Au Conseil du 27 février 1963, Bokanowski présente dix décrets concernant des « autorisations spéciales d'importation de pétrole brut ». Pompidou, avec sa clarté habituelle, dégage le sens de ces dix décrets, auxquels personne n'avait rien compris.
Pompidou : « Ces décrets stabilisent les compagnies étrangères (BP, Esso, Shell, Mobiloil, etc.) à leurs quantités actuelles. Toute la capacité d'augmentation est réservée aux sociétés françaises, notamment à l'Union générale des pétroles, société d'État qui a découvert le pétrole saharien. Ça fera du bruit du côté des grands trusts étrangers, qui, sans perdre leurs acquis, ne participeront pas à la croissance dans les dix ans à venir. Leur niveau est bloqué. Au contraire, l'UGP, qui compte pour à peu près 5 % de la production nationale actuelle du pétrole raffiné, passera à 15 % et réduira d'autant les parts de marché détenues par l'étranger. »
À la stupeur générale, de Gaulle prend le parti de nos partenaires du Marché commun, contre le point de vue très national qu'a imposé Guillaumat 5 :
«Le traité de Rome comporte des dispositions transitoires jusqu'à 1970, qui permettent de faire ce qu'on veut ; mais, à partir de cette date, comme on sera complètement dans le Marché commun, il ne sera plus possible de procéder à des discriminations qui reviennent à confirmer et à accroître un monopole d'État. Les dispositions que nous sommes en train de prendre jusqu'en 1975 ne sont-elles pas contradictoires avec le traité de Rome ?
Bokanowski. — Notre dossier est solide.
Couve (qui a dû alerter le Général). — Je tiens à dire que la question n'a pas été étudiée. Il faut éviter de se mettre dans son tort.

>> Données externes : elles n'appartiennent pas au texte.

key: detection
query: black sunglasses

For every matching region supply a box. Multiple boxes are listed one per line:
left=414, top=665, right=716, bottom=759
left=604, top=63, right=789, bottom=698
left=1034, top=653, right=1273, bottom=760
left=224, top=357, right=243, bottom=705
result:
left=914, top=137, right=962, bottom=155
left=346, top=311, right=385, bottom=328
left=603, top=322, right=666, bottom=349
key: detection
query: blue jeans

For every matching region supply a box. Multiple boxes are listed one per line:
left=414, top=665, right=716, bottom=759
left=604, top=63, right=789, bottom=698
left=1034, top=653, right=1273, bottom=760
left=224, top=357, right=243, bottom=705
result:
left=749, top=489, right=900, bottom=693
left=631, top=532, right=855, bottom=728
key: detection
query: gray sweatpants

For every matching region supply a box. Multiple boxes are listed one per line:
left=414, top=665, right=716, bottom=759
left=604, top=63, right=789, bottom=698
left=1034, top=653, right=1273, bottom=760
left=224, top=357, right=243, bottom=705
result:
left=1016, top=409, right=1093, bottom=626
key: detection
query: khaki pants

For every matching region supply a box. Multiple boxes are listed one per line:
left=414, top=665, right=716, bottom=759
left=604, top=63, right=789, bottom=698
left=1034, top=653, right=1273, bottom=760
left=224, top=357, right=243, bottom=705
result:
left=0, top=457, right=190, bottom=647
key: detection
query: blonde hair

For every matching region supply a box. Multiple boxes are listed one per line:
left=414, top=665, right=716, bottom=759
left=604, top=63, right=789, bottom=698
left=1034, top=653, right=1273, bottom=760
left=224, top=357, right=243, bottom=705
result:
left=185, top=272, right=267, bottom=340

La publication de ces décrets ne manquera pas de soulever des remous dans les trusts anglais et américains, qui auront leurs échos à Bruxelles. On dénoncera un monopole d'importation de l'État français qui est contraire à l'esprit et à la lettre du traité de Rome.
GdG. — Ne suffit-il pas de mettre : " sous réserve des dispositions qui seront prises à la fin de la période transitoire par la Communauté économique européenne" ?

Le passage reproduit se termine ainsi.